Rebecca began her choreographic career collaborating with popular avant-garde composer/activist Fred Ho, and two-time Tony-award winning theater director Bartlett Sher. Other notable collaborators include scientist and MacArthur fellow Naomi Leonard, composers Daniel Trueman and Paul Lansky; new music ensembles Newspeak, Mobius and SŌ Percussion; visual artist Janet Echelman; and dance artists Raja Feather Kelly, Cori Kresge, Jennifer Lafferty, Rashaun Mitchell, and Silas Riener. 

Rebecca’s performance project There Might Be Others won a 2016 New York Dance and Performance “Bessie” Award before touring internationally. Commissioned by New York Live Arts, this international collaboration involved 12 percussionists and 15 dancers from five countries, and produced a book of intra-disciplinary scores for music and movement published by Brooklyn’s Operating System Press. Her current project Everywhere the Edges is supported by The National Creation Fund and The Canada Council for the Arts. 

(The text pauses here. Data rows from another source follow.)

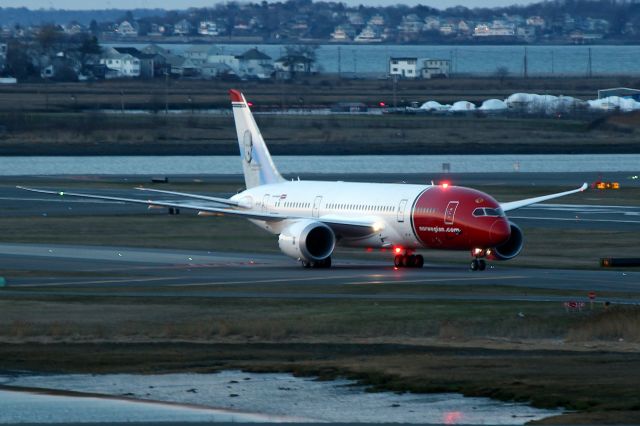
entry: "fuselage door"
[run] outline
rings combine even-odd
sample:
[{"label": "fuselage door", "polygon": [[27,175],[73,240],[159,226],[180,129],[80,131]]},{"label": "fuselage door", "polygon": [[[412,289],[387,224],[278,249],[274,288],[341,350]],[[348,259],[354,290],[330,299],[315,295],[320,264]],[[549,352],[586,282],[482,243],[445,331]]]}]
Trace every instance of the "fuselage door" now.
[{"label": "fuselage door", "polygon": [[320,213],[320,203],[322,203],[322,196],[317,196],[316,199],[313,201],[313,217],[318,217],[319,213]]},{"label": "fuselage door", "polygon": [[398,222],[404,222],[404,210],[407,207],[407,200],[401,200],[398,204]]},{"label": "fuselage door", "polygon": [[453,225],[454,218],[456,216],[456,210],[458,209],[459,201],[449,201],[447,209],[444,211],[444,224]]},{"label": "fuselage door", "polygon": [[269,194],[264,194],[262,197],[262,212],[269,213]]}]

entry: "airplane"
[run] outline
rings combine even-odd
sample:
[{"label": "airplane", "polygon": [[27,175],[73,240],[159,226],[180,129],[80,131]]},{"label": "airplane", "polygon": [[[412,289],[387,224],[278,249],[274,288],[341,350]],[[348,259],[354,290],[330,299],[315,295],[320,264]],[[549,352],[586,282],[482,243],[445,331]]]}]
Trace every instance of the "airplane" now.
[{"label": "airplane", "polygon": [[423,267],[424,257],[417,250],[465,250],[471,253],[473,271],[484,270],[485,259],[510,260],[522,251],[523,232],[506,212],[587,188],[584,183],[565,192],[499,203],[481,191],[447,183],[288,181],[278,172],[244,95],[237,90],[229,94],[246,184],[230,198],[136,188],[189,200],[174,202],[18,188],[243,217],[278,235],[280,250],[305,268],[329,268],[340,245],[388,249],[398,268]]}]

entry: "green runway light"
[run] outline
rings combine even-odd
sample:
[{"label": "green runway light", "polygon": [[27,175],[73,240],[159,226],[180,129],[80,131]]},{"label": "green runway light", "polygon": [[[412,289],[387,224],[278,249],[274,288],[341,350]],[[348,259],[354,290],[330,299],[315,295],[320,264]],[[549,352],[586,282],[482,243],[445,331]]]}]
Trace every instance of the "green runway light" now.
[{"label": "green runway light", "polygon": [[60,191],[60,196],[63,196],[63,195],[64,195],[64,192]]}]

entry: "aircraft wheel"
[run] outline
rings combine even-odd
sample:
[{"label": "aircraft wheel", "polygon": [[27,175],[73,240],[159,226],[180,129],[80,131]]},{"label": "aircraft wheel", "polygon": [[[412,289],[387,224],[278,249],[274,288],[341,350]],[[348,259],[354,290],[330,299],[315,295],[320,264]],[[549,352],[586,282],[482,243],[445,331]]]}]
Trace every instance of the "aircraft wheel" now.
[{"label": "aircraft wheel", "polygon": [[331,268],[331,256],[322,261],[323,268]]},{"label": "aircraft wheel", "polygon": [[416,268],[422,268],[424,266],[424,257],[421,254],[416,255]]},{"label": "aircraft wheel", "polygon": [[477,271],[478,268],[480,268],[480,262],[478,262],[478,259],[473,259],[471,261],[471,267],[470,268],[471,268],[472,271]]},{"label": "aircraft wheel", "polygon": [[485,262],[483,259],[478,260],[478,269],[481,271],[487,269],[487,262]]},{"label": "aircraft wheel", "polygon": [[303,268],[305,268],[305,269],[309,269],[309,268],[311,268],[312,266],[313,266],[313,265],[311,264],[311,262],[308,262],[308,261],[306,261],[306,260],[303,260],[303,261],[302,261],[302,267],[303,267]]},{"label": "aircraft wheel", "polygon": [[393,258],[393,265],[396,268],[401,268],[402,267],[402,258],[404,256],[400,255],[400,254],[396,254],[396,257]]},{"label": "aircraft wheel", "polygon": [[402,266],[406,268],[411,268],[413,266],[415,257],[413,255],[410,256],[402,256]]}]

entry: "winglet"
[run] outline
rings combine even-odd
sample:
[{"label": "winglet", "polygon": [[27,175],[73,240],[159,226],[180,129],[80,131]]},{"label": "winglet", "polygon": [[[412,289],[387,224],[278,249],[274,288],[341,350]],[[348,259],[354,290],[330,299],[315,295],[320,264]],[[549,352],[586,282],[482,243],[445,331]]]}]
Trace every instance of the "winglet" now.
[{"label": "winglet", "polygon": [[242,96],[242,92],[238,90],[230,89],[229,96],[231,97],[231,102],[245,102],[244,96]]},{"label": "winglet", "polygon": [[571,191],[559,192],[557,194],[549,194],[543,195],[541,197],[533,197],[527,198],[526,200],[518,200],[518,201],[510,201],[508,203],[500,203],[500,207],[503,211],[508,212],[511,210],[519,209],[521,207],[526,207],[531,204],[541,203],[543,201],[553,200],[554,198],[564,197],[565,195],[575,194],[577,192],[583,192],[589,187],[587,183],[583,183],[582,186],[578,189],[572,189]]}]

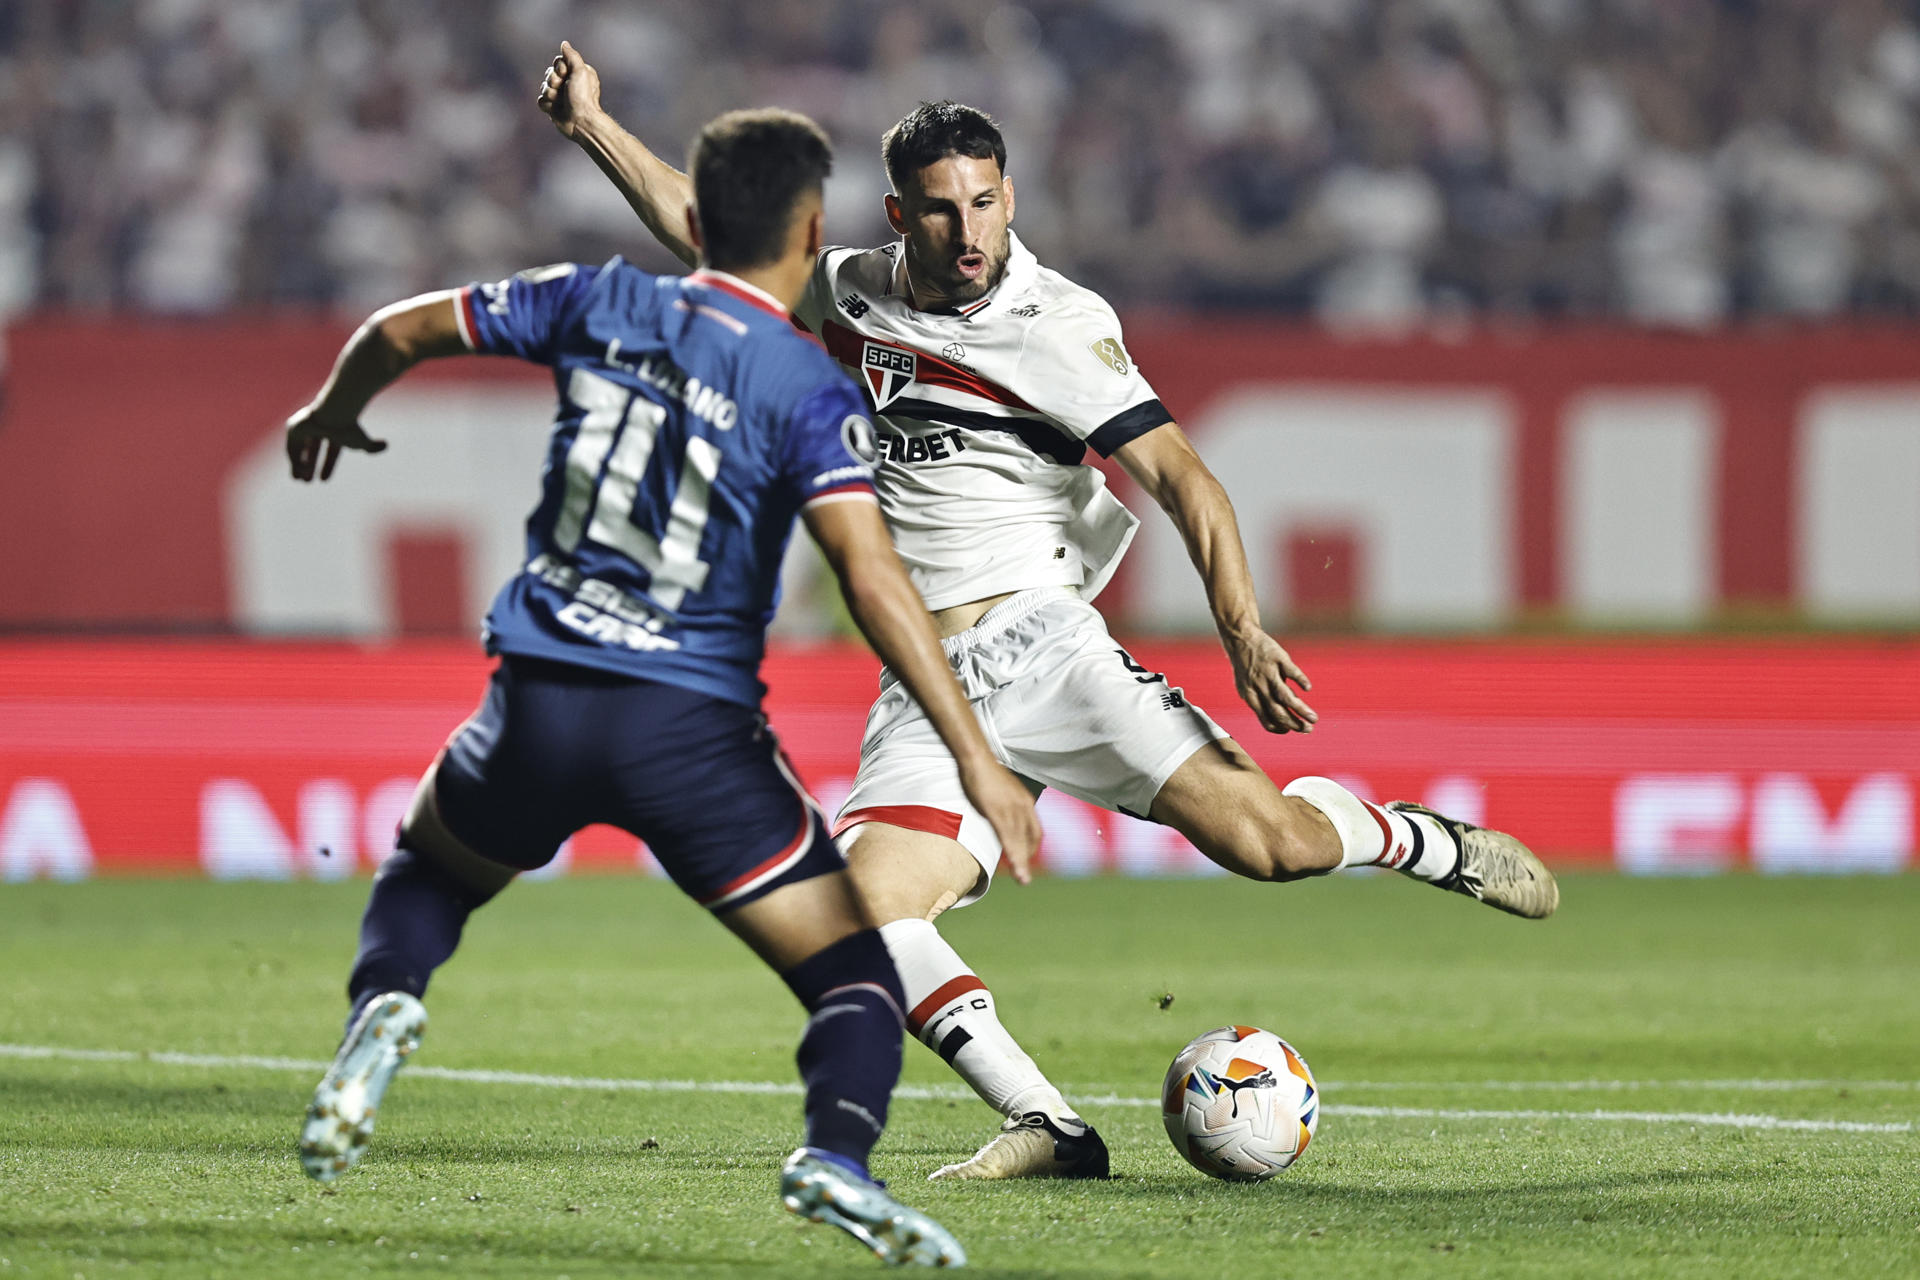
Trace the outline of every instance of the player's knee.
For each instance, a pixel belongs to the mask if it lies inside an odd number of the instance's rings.
[[[400,825],[395,849],[381,864],[381,875],[402,869],[412,875],[431,875],[470,899],[477,908],[491,900],[518,874],[468,849],[438,821],[415,822],[412,815]]]
[[[980,864],[958,841],[874,823],[856,832],[846,849],[847,871],[876,925],[932,920],[980,879]]]

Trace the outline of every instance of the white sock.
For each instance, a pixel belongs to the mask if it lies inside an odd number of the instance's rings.
[[[1390,867],[1416,880],[1439,880],[1460,865],[1453,835],[1424,813],[1369,804],[1332,778],[1295,778],[1281,794],[1327,815],[1340,835],[1342,867]]]
[[[907,1030],[946,1059],[1004,1116],[1044,1111],[1079,1121],[994,1012],[993,993],[929,920],[895,920],[880,937],[907,993]]]

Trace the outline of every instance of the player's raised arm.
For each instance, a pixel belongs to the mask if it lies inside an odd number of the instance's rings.
[[[378,453],[386,442],[360,428],[367,402],[422,360],[513,356],[553,361],[554,335],[589,290],[597,267],[558,262],[508,279],[423,293],[382,307],[347,340],[320,394],[287,419],[296,480],[325,480],[342,449]]]
[[[653,238],[688,266],[699,266],[699,254],[686,234],[693,180],[600,109],[600,73],[565,40],[541,77],[537,101],[553,127],[593,157],[620,188]]]
[[[1220,643],[1233,663],[1234,683],[1260,727],[1269,733],[1311,732],[1320,716],[1289,682],[1301,689],[1313,688],[1313,682],[1260,625],[1233,503],[1186,432],[1164,423],[1121,445],[1113,457],[1186,541],[1187,555],[1206,585]]]
[[[347,339],[320,393],[287,419],[287,461],[295,480],[333,475],[342,449],[387,447],[360,426],[367,402],[422,360],[467,350],[455,312],[459,291],[422,294],[382,307]]]
[[[1027,883],[1040,819],[1033,796],[994,758],[973,708],[947,666],[933,618],[893,549],[872,502],[815,502],[804,510],[807,531],[840,579],[840,592],[860,633],[919,702],[960,766],[967,799],[993,824],[1014,878]]]

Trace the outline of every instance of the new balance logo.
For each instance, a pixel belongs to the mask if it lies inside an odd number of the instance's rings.
[[[1023,320],[1031,320],[1040,314],[1040,308],[1034,303],[1029,302],[1025,306],[1015,307],[1013,310],[1007,312],[1007,314],[1010,316],[1019,316]]]
[[[1160,695],[1160,709],[1162,711],[1178,711],[1186,705],[1187,700],[1178,689],[1169,689]]]
[[[858,320],[861,316],[873,310],[872,307],[867,305],[867,300],[857,293],[850,293],[840,299],[840,309],[855,320]]]

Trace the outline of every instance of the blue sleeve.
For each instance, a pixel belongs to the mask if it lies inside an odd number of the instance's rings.
[[[455,310],[467,345],[482,355],[552,364],[554,344],[600,268],[577,262],[535,267],[460,291]]]
[[[787,416],[780,474],[801,506],[830,493],[872,493],[879,460],[867,402],[838,370]]]

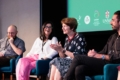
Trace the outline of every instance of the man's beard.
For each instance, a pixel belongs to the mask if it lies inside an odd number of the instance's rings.
[[[117,31],[118,27],[117,26],[112,26],[112,30]]]
[[[16,36],[14,36],[14,37],[11,37],[11,36],[7,36],[7,38],[8,38],[8,39],[10,39],[10,38],[13,38],[13,39],[14,39],[15,37],[16,37]]]

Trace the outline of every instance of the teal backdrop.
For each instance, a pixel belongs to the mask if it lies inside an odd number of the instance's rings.
[[[78,21],[77,32],[107,31],[120,0],[68,0],[67,8],[67,16]]]

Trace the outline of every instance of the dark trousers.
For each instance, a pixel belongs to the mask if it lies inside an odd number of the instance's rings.
[[[87,75],[103,74],[103,67],[107,63],[109,62],[102,59],[77,55],[74,57],[64,80],[85,80]]]
[[[16,56],[0,57],[0,67],[9,66],[10,65],[10,59],[15,58],[15,57]]]

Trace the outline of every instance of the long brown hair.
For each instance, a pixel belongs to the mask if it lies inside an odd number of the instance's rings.
[[[42,25],[42,28],[41,28],[41,31],[40,31],[40,39],[43,40],[43,41],[46,39],[46,36],[45,36],[45,33],[44,33],[44,28],[46,27],[47,24],[51,24],[52,29],[53,29],[53,23],[52,23],[51,21],[47,21],[47,22],[45,22],[45,23]],[[53,31],[52,31],[52,32],[53,32]],[[49,39],[51,39],[52,36],[53,36],[52,32],[51,32],[51,34],[49,35]]]

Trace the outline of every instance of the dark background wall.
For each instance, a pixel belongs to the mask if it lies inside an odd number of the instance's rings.
[[[53,21],[54,34],[64,45],[65,35],[62,33],[61,19],[67,17],[67,0],[42,0],[42,23],[46,20]],[[87,50],[100,51],[106,44],[113,31],[83,32],[87,41]]]
[[[52,21],[54,35],[64,44],[61,19],[67,16],[67,0],[42,0],[42,23]]]

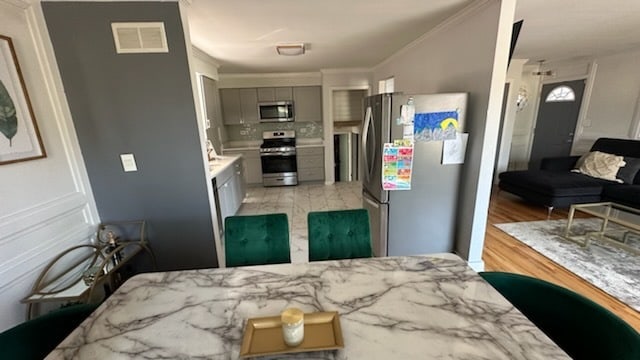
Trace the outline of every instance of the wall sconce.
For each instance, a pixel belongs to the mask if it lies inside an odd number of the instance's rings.
[[[529,103],[529,94],[527,93],[527,88],[521,86],[518,89],[518,98],[516,99],[516,112],[522,111],[527,104]]]

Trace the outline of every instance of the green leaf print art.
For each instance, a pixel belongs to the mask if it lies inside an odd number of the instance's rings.
[[[13,100],[11,100],[7,88],[0,81],[0,133],[9,140],[9,146],[11,146],[11,140],[17,132],[16,107],[13,105]]]

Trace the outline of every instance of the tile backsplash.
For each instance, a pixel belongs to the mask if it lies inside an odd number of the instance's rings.
[[[283,122],[226,125],[227,140],[262,140],[262,132],[270,130],[295,130],[297,138],[322,138],[321,122]]]

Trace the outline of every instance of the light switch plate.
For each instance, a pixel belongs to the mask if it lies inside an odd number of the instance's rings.
[[[122,168],[125,172],[138,171],[136,159],[133,157],[133,154],[120,154],[120,160],[122,161]]]

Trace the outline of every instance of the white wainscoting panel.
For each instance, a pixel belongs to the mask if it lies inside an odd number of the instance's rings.
[[[47,152],[0,166],[3,331],[25,320],[20,300],[41,270],[65,249],[89,243],[100,220],[40,2],[0,0],[0,34],[12,38]]]
[[[86,222],[86,211],[85,196],[74,193],[0,219],[0,299],[6,300],[0,301],[3,327],[24,321],[26,306],[19,300],[53,257],[93,239],[96,226]]]

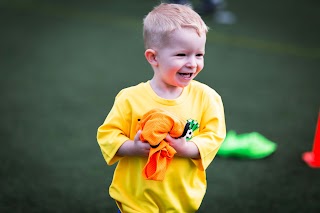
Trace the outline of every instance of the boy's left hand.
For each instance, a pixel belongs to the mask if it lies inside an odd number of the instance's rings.
[[[192,141],[187,142],[186,137],[173,138],[168,134],[165,141],[177,151],[176,155],[180,157],[200,158],[197,145]]]

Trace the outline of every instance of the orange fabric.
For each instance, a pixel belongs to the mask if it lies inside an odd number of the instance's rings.
[[[164,139],[183,136],[186,122],[162,109],[153,109],[143,115],[137,130],[142,130],[140,140],[151,145],[148,161],[142,175],[148,180],[163,180],[176,150]],[[153,146],[153,147],[152,147]]]

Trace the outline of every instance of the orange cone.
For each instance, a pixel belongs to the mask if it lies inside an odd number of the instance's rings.
[[[302,159],[312,168],[320,168],[320,112],[318,115],[318,122],[316,133],[314,137],[313,149],[311,152],[305,152]]]

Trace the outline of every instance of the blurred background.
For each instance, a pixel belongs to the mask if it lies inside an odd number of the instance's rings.
[[[320,2],[226,2],[236,21],[204,16],[197,80],[222,96],[227,130],[278,148],[260,160],[216,157],[199,212],[319,212],[320,169],[301,155],[320,107]],[[120,89],[152,76],[142,19],[158,3],[0,1],[0,212],[117,211],[96,131]]]

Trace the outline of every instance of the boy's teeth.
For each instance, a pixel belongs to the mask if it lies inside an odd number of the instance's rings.
[[[185,77],[185,78],[191,78],[192,77],[192,73],[179,73],[181,76]]]

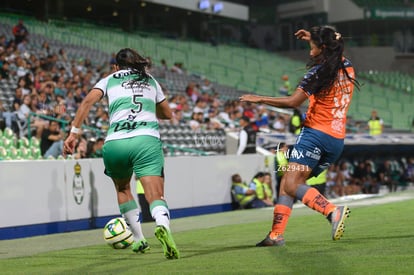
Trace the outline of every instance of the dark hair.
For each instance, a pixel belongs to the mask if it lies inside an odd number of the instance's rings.
[[[150,76],[147,73],[147,67],[150,62],[147,58],[130,48],[121,49],[115,56],[116,64],[120,69],[130,69],[137,78],[130,81],[131,85],[147,84]]]
[[[237,180],[237,178],[238,177],[240,177],[240,175],[239,174],[233,174],[232,176],[231,176],[231,181],[232,182],[236,182],[236,180]]]
[[[319,81],[315,84],[321,90],[321,95],[325,95],[334,85],[340,70],[359,89],[359,82],[348,74],[342,61],[345,45],[341,34],[332,26],[312,27],[310,34],[311,41],[322,49],[321,54],[313,57],[307,64],[308,68],[316,64],[322,65],[318,69]]]
[[[242,116],[242,117],[240,118],[240,120],[244,120],[244,121],[246,121],[246,122],[250,123],[250,118],[249,118],[248,116]]]
[[[257,172],[257,174],[254,175],[253,178],[257,179],[257,178],[262,178],[262,177],[264,177],[264,173],[263,172]]]

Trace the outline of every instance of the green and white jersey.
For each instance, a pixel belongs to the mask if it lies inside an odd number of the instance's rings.
[[[131,70],[120,70],[94,86],[108,97],[110,126],[105,141],[142,135],[160,138],[155,106],[165,95],[152,76],[148,85],[131,87],[135,77]]]

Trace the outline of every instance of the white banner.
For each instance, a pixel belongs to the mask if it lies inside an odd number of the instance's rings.
[[[272,167],[266,168],[264,160],[261,155],[166,158],[168,206],[229,204],[231,175],[250,181]],[[0,229],[118,214],[115,187],[102,159],[0,161]]]

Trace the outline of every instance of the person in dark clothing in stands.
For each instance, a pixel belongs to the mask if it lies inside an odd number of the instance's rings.
[[[242,116],[240,119],[239,147],[237,155],[256,153],[256,131],[250,123],[250,118]]]

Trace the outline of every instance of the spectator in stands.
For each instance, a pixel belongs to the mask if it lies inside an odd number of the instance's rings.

Among her many honors, Rebecca  is also the recipient of a Bessie Schönberg Choreography Residency at The Yard; an honorary fellowship to Djerassi; Artist­-in-­Residence awards from The Joyce Theater Foundation and Movement Research; and major funding from New Music USA, New York City Department of Cultural Affairs, and Harkness Foundation for Dance. 

Her work has been performed extensively in performance spaces throughout New York, as well as Canada, Greece, Russia, Turkey and Poland; with recent performances at The La MaMa Moves! Festival, Invisible Dog Art Center, New York Live Arts; Canada’s Scotia Festival of Music and Live Art Dance; and Poland’s prestigious Malta Festival. A film adaptation of her work was presented at the 2014 Venice Architecture Biennale.

Rebecca is Professor of Practice and Associate Director of the Program in Dance at Princeton University. In 2019, she was awarded Princeton’s prestigious grant, Innovation Fund for Research Collaborations with Artists and Scientists or Engineers. 

Rebecca was born in Halifax, Canada and graduated from The Juilliard School.